À la croisée des chemins – Texte: Mylène Groleau
Février venait de débarquer. Climat frisque
Nouvelle St-Valentin.
Février venait de débarquer. Climat frisquet, vent glacial. Des journées remplies de gris. L’hiver était long et semblait ne pas avoir vouloir céder sa place. J’avais besoin de cette énergie. Besoin du soleil plombant sur ma vie pour me laisser transporter vers du mieux. Du réconfort pour l’esprit et pour l’âme. J’étais seule, continuellement. J’errais partout. De mon 3 et demi à mon boulot. Ma vie était une satanée boucle qui ne cessait de se répéter. J’étais une loque humaine. Abîmée, effondrée par la vie. Mon cœur avait subi la plus grande peine. Tout mon être s’était métamorphosé en pure perte de moi-même. Je transpirais la solitude. J’étais une célibataire. Plus le temps passait, plus je finirais, certes, vieille fille.

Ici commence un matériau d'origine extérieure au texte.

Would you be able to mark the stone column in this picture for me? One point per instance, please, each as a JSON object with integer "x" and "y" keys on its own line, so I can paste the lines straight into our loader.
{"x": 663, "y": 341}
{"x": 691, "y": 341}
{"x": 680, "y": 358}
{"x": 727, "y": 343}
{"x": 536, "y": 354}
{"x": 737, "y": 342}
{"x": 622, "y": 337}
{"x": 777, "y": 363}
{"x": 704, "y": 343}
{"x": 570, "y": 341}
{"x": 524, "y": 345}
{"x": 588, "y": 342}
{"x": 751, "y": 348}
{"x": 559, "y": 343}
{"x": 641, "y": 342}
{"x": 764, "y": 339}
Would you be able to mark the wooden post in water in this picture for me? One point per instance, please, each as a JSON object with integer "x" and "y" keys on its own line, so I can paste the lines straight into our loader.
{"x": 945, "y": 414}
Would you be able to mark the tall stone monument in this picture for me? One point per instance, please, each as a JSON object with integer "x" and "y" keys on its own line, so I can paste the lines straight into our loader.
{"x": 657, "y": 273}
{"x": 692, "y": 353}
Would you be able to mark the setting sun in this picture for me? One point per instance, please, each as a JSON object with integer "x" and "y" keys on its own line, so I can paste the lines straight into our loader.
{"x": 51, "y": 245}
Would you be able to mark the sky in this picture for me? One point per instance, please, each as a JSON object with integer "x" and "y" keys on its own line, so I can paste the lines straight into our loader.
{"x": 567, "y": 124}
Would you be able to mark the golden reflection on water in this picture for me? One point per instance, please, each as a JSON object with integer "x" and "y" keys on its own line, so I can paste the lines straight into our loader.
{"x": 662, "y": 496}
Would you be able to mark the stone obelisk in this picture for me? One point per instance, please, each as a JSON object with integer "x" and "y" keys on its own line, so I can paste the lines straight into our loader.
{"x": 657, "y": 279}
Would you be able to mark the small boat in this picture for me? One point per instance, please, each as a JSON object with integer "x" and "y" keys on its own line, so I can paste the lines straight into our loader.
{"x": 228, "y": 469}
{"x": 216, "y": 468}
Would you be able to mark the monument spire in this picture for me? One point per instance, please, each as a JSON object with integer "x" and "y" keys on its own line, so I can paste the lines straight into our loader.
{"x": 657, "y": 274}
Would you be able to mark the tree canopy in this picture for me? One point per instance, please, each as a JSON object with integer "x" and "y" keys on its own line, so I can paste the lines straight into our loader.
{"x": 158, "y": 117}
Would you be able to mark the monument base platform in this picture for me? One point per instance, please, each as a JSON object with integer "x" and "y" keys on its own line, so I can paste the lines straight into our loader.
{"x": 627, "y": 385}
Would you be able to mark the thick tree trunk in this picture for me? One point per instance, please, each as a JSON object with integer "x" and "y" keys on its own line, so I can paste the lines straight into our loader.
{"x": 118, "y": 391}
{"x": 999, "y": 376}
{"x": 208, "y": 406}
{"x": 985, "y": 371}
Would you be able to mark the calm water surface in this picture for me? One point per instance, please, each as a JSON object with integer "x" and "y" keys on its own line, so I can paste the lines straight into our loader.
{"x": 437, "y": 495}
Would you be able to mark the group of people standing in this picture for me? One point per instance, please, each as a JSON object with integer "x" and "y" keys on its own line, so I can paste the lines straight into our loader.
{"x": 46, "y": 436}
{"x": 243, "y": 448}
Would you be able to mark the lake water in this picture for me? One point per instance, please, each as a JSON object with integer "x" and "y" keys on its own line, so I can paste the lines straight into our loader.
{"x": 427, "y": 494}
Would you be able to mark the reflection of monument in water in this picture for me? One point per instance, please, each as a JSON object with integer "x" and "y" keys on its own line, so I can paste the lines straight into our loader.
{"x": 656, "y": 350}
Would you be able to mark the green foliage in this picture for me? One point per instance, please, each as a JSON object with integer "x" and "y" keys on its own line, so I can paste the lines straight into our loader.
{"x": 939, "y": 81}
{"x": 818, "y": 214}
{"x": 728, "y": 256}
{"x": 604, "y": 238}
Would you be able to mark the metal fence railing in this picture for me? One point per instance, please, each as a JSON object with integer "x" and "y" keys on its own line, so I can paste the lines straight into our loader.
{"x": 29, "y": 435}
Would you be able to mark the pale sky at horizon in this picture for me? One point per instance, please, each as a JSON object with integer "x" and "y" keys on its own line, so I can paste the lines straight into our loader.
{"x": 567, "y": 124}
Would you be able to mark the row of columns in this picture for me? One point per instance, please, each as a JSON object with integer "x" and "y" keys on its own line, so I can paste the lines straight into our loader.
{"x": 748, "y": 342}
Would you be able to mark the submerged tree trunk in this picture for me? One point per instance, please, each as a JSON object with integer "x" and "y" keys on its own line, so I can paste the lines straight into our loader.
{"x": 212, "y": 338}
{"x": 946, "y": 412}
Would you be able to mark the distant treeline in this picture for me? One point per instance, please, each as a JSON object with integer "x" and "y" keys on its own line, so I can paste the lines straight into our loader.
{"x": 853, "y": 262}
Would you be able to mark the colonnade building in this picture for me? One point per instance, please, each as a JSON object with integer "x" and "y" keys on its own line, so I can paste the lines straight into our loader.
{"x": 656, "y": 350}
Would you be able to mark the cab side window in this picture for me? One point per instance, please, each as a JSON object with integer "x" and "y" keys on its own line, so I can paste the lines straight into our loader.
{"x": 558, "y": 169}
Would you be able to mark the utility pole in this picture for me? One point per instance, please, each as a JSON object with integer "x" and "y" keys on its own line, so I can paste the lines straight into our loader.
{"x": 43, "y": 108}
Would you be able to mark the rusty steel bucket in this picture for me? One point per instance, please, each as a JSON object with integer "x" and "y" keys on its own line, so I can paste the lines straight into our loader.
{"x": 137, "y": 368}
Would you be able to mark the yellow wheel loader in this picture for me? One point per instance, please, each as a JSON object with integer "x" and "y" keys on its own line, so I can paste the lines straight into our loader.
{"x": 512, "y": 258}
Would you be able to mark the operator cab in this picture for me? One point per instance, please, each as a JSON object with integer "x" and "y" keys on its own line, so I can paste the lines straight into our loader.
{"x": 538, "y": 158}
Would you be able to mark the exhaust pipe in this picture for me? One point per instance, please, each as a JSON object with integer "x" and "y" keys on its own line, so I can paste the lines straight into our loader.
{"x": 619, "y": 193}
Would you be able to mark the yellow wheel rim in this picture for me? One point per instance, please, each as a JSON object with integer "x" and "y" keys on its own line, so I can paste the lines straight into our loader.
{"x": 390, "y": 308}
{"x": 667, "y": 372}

Comme ma vie, inanimée, m’obligeait à sauter hors de mon lit pour me rendre au boulot, c’est par un matin de février que je l’avais remarqué. J’avais souri naïvement. Je l’avais déjà vu. Je ne me souviens plus du véritablement moment où je l’avais vraiment remarqué, mais en cette journée, cette vision avait éveillé en moi quelque chose de bon, du bien au cœur. De le voir me fit renaître. Une métamorphose s’emparait de moi. Et si l’amour était à ma portée, à nouveau ?
Son image a envahi mon esprit pendant les jours suivants. J’étais hypnotisée. Subjuguée. Je tombais amoureuse d’un inconnu. Existai‑je pour lui ? Avait-il remarqué ma présence ? Et c’est ainsi que j’ai tout tenté pour le recroiser. Je devais devenir visible pour lui. La simple idée d’exister pour lui me fit faire une volte-face sur moi. Mon temps de célibat avait laissé sur moi des traces visibles.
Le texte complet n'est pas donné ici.